I think it's the tendency to want to create gods and monotheistic absolutes and absolute certainties that is the continual temptation in human thought - that's the great danger. Every time we create a god, we diminish humanity.
One of the important things about familiar form and metricality is that it draws attention to the physical nature of language: the spell-binding nature of it and the ceremony of articulation.
I wanted to learn Latin and Greek and become a poet and acquire power over language. I only understand this clearly in retrospect, that my ability to study came from a hunger to learn all the resources of articulation.
Coming from a very inarticulate family made me try to speak for those who can't express themselves and created a need for articulation at its most ceremonial - poetry.

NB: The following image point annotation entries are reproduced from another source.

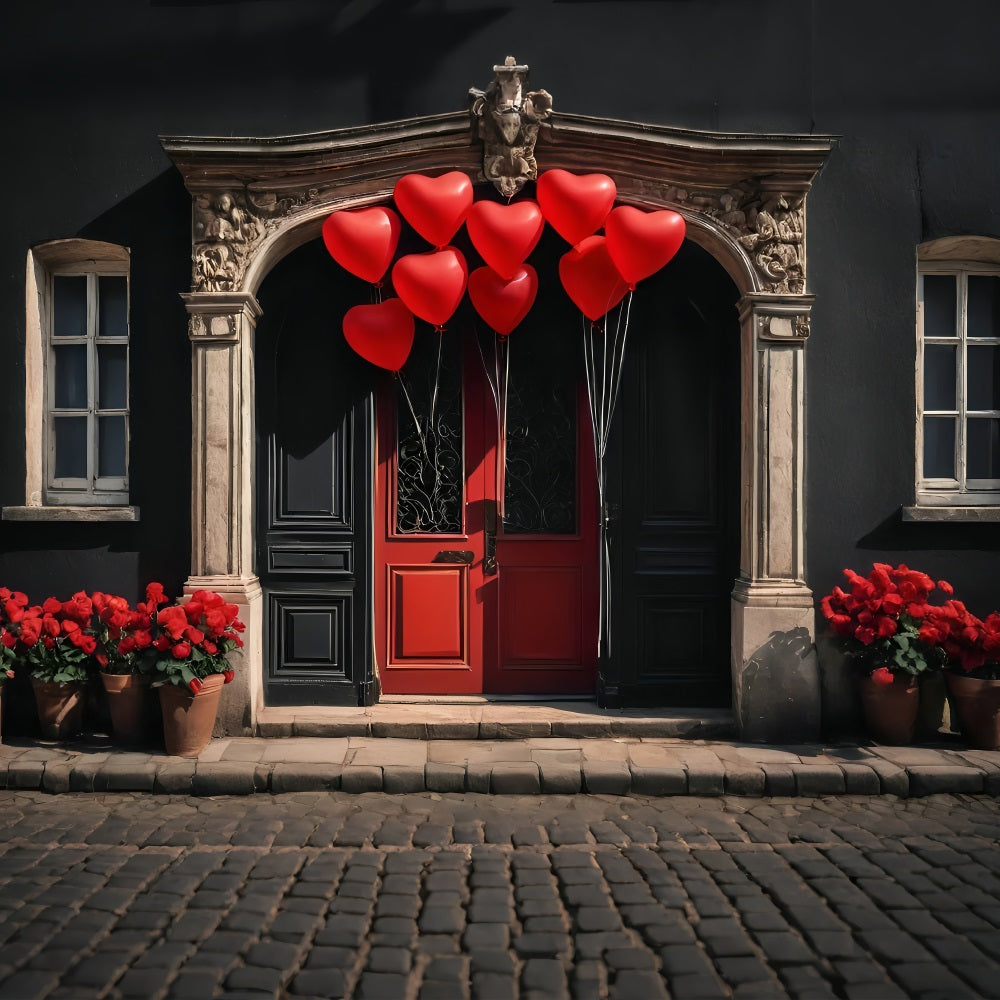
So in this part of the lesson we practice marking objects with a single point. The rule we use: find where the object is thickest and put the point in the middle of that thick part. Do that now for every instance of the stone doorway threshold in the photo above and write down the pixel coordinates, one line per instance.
(484, 717)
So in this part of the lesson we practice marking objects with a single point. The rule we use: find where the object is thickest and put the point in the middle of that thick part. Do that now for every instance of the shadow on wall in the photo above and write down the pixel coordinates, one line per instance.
(779, 695)
(896, 535)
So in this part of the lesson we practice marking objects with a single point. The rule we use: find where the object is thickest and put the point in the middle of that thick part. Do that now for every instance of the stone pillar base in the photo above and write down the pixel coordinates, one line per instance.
(242, 699)
(776, 684)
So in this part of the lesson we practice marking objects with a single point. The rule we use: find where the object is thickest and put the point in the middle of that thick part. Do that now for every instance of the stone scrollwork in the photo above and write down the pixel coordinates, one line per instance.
(507, 119)
(770, 226)
(228, 226)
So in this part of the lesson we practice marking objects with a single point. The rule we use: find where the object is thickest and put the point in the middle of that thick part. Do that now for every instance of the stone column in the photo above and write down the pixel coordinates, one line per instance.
(776, 690)
(221, 327)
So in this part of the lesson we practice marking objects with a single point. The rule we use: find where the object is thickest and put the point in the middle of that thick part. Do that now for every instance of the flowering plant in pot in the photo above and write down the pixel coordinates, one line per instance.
(125, 648)
(191, 666)
(878, 620)
(55, 642)
(972, 648)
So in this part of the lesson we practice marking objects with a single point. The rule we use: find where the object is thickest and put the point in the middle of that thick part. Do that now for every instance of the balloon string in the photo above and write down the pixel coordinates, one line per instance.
(437, 380)
(416, 423)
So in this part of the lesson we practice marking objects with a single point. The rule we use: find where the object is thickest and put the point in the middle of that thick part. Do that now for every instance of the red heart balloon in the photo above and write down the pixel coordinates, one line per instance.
(591, 278)
(504, 235)
(503, 302)
(431, 284)
(640, 243)
(434, 206)
(381, 333)
(363, 240)
(575, 205)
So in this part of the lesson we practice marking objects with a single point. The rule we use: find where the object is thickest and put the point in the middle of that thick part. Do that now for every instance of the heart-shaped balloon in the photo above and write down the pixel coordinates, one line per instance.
(434, 206)
(575, 205)
(363, 240)
(640, 243)
(590, 277)
(431, 284)
(504, 235)
(503, 302)
(381, 333)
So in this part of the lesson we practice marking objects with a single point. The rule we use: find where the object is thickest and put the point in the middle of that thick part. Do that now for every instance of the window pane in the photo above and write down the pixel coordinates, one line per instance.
(984, 306)
(70, 376)
(939, 448)
(112, 307)
(71, 447)
(112, 376)
(939, 377)
(983, 378)
(982, 460)
(111, 442)
(69, 308)
(939, 305)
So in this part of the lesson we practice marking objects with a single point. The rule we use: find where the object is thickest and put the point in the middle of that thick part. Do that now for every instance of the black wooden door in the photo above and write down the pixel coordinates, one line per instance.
(674, 491)
(314, 474)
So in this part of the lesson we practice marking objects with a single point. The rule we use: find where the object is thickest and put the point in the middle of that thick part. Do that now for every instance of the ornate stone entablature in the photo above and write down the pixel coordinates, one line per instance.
(742, 195)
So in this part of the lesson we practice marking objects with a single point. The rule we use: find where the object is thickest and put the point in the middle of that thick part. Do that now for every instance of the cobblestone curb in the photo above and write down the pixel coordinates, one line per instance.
(904, 775)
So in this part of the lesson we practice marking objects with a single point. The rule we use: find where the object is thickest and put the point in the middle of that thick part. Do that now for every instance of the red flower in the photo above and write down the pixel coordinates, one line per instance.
(882, 676)
(31, 629)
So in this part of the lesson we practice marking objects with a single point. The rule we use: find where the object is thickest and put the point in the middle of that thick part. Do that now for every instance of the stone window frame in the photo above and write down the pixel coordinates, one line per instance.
(961, 256)
(42, 503)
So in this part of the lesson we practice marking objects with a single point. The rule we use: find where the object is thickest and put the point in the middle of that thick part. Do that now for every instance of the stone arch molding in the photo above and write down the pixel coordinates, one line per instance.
(743, 197)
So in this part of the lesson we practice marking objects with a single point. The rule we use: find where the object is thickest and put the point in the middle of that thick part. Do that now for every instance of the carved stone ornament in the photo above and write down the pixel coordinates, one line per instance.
(769, 225)
(228, 226)
(506, 120)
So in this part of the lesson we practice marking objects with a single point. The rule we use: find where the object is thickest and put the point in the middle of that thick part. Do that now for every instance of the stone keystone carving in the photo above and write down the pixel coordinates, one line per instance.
(506, 120)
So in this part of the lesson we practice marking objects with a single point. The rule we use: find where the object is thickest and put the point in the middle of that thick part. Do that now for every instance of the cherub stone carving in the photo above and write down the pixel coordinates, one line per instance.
(506, 120)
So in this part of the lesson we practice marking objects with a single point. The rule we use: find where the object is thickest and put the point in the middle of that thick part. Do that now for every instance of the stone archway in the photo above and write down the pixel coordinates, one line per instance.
(743, 197)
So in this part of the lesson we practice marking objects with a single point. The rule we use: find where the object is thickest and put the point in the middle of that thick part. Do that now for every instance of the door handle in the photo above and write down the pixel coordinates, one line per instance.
(489, 537)
(455, 556)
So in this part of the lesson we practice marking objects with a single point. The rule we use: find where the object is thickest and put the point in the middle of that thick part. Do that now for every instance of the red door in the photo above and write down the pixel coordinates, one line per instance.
(486, 573)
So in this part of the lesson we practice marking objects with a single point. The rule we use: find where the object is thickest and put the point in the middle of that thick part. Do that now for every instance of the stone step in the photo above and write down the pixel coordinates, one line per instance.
(441, 717)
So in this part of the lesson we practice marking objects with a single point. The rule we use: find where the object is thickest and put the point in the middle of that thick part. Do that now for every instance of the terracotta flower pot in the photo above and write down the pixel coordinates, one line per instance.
(188, 719)
(60, 709)
(129, 704)
(891, 709)
(977, 705)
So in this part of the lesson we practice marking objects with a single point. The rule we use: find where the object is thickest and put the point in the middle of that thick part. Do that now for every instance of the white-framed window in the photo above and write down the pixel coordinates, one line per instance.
(76, 383)
(958, 373)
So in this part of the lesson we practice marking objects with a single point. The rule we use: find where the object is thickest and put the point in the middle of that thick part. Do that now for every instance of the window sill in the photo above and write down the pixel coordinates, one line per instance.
(70, 513)
(952, 515)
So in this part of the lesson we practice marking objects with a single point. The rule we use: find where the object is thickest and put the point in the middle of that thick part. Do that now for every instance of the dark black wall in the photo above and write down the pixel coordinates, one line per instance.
(912, 89)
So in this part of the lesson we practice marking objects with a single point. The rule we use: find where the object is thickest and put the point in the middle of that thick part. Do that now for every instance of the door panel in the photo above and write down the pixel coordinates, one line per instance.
(674, 490)
(448, 620)
(314, 461)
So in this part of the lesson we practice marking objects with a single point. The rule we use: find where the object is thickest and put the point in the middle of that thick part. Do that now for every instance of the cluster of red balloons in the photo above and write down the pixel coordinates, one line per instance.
(596, 273)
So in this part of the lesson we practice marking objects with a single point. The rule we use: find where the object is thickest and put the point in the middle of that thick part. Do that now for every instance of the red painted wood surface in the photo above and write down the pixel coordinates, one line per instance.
(451, 629)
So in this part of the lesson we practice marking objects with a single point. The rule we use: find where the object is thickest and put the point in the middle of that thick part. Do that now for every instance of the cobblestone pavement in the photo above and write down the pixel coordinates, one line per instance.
(425, 896)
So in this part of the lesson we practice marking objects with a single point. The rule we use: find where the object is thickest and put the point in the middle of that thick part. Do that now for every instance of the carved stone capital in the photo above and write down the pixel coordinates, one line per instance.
(220, 316)
(228, 226)
(780, 318)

Poetry is all I write, whether for books or readings or for the National Theatre or for the opera house and concert hall or even for TV.
For me, there is a paradox in poetry, which is like the paradox in tragedy. You have the most terrible subject, but it's in a form that is so sensually gratifying that it connects the surviving heart to the despairing intellect.
There's a kind of despair about whether art can really do anything, but you have to incorporate that despair into the way you work. I try to soak my work in my sense of futility and fury.
I hate the anglicanisation of culture, the idea that culture is genteel. It's not genteel.
I've written on public matters, but I don't understand how anyone could tout me as a possible poet laureate when I wrote a poem on the abdication of King Charles III or about the sex life of the Royals... anybody who knew my work would know I'm not a contender.
I often find myself quoting from Victor Hugo after one of my theatrical ventures. 'Now that my play is a failure,' he once said, 'I find I love it all the more.' I first quoted that after 'Square Rounds' at the Olivier in 1992.